Faced with the gathering prospect of a second independence referendum which can offer the prospects for change, the Voice both welcomes that development but raises serious issues about the content on a second campaign to win a Yes vote.
Despite Scottish Labour’s disarray, they remain firmly in the No camp which will this time be dominated by the Tories who’ll use all their power to keep Scotland in a Tory-dominated UK.
The Voice does not share the view that this will be an easy fight, needing only to build on the 45 per cent from 2014. Rather we say that the unionists will fight even more bitterly to save the unity of their post-Brexit state and this will a tougher fight than ever.
In particular, there needs to be great caution with the assumption that because Scotland voted Remain last year, the pro-EU case will automatically deliver a Yes vote this time. This belief simply ignores the hard lessons of 2014 and in particular the work of the left in that campaign.

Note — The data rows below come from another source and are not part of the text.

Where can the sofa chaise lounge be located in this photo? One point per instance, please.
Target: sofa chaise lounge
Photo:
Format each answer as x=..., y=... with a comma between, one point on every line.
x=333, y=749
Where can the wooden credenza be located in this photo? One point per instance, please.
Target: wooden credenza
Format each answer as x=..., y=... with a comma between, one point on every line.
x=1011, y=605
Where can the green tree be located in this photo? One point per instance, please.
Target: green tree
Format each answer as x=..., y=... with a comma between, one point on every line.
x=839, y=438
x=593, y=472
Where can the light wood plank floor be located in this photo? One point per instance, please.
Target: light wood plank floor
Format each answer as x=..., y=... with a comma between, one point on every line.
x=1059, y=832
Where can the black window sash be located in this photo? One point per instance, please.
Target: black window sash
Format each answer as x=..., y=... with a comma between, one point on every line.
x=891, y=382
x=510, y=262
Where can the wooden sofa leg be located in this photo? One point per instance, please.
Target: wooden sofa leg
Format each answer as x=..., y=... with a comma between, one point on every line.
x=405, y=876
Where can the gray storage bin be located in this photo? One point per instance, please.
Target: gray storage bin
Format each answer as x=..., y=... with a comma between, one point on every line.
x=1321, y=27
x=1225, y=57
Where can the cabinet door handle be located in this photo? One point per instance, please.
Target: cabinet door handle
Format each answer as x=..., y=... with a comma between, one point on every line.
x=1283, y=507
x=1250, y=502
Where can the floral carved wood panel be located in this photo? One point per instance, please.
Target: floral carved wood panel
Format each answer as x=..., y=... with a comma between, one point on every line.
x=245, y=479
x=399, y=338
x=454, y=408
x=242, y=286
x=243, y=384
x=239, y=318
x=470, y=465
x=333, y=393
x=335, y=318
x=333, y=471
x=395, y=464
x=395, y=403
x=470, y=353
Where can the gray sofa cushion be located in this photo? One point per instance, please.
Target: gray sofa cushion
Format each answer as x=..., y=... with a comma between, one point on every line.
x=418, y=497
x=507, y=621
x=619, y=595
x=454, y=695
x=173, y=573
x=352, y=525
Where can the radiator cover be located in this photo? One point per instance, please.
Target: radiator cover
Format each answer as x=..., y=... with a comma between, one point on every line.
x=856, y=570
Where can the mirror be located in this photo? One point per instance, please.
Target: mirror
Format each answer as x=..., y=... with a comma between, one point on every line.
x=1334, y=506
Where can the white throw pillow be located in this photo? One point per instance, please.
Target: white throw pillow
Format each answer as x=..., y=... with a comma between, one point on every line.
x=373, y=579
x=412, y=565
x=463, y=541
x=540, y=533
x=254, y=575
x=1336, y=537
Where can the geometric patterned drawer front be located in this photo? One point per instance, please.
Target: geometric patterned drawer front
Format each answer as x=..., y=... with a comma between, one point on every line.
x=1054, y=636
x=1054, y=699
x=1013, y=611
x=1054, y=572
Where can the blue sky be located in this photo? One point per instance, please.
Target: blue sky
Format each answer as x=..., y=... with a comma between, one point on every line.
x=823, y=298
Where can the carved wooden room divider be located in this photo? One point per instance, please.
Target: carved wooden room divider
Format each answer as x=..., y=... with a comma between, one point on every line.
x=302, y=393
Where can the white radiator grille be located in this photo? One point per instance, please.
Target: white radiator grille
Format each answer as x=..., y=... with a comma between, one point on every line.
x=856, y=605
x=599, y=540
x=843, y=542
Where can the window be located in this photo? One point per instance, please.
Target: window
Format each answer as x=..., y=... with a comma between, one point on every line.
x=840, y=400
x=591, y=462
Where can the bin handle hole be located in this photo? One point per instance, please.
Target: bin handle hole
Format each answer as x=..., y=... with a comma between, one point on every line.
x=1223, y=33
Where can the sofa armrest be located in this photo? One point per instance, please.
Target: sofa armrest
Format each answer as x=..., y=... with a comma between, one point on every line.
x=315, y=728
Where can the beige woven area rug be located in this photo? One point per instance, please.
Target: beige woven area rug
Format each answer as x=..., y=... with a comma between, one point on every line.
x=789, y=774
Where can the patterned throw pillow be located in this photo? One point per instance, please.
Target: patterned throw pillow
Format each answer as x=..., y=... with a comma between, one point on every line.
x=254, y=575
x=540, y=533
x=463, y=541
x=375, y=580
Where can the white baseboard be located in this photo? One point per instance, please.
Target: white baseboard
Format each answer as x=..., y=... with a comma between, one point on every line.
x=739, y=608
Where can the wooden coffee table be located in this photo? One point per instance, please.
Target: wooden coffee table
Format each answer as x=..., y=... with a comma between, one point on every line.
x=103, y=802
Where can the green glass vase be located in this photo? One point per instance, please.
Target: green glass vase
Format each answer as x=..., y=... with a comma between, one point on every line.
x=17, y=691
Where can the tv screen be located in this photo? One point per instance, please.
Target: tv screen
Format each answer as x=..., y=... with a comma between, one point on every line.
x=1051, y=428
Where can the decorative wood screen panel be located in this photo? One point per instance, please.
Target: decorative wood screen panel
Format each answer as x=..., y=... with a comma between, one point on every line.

Key to winning the Yes majority in working class cities like Dundee and Glasgow was the creation of a belief that, in supporting independence, voters were opening the way to radical change which would dramatically improve their lives in real issues such as jobs, housing, health and ending austerity.
The danger of the current focus, particularly but not exclusively by the SNP, on independence as an answer to Brexit rather than a vital change capable of opening the way to policies meeting the needs of Scotland’s working class majority, is very real.
While the democratic deficit highlighted by the Brexit vote is important, we do not believe it will be anything like sufficient to win a Yes vote. Indeed it would ignore the fact that Scotland, inside the EU at present, is a deeply unequal country dominated by the wealthy elite.
If independence is to be won, then any campaign must offer an alternative vision which shows how the powers of independence can effect real change in better jobs and wages, providing high quality rented housing, evicting profiteers—including SNP-backer Brian Souter—from our buses and trains.
In campaigning for independence, we are seeking a massive change in the direction of Scotland and the power structures which control it.
Such a radical vision will only be won with a real vision of change rather than one of Westminster transferred to Edinburgh.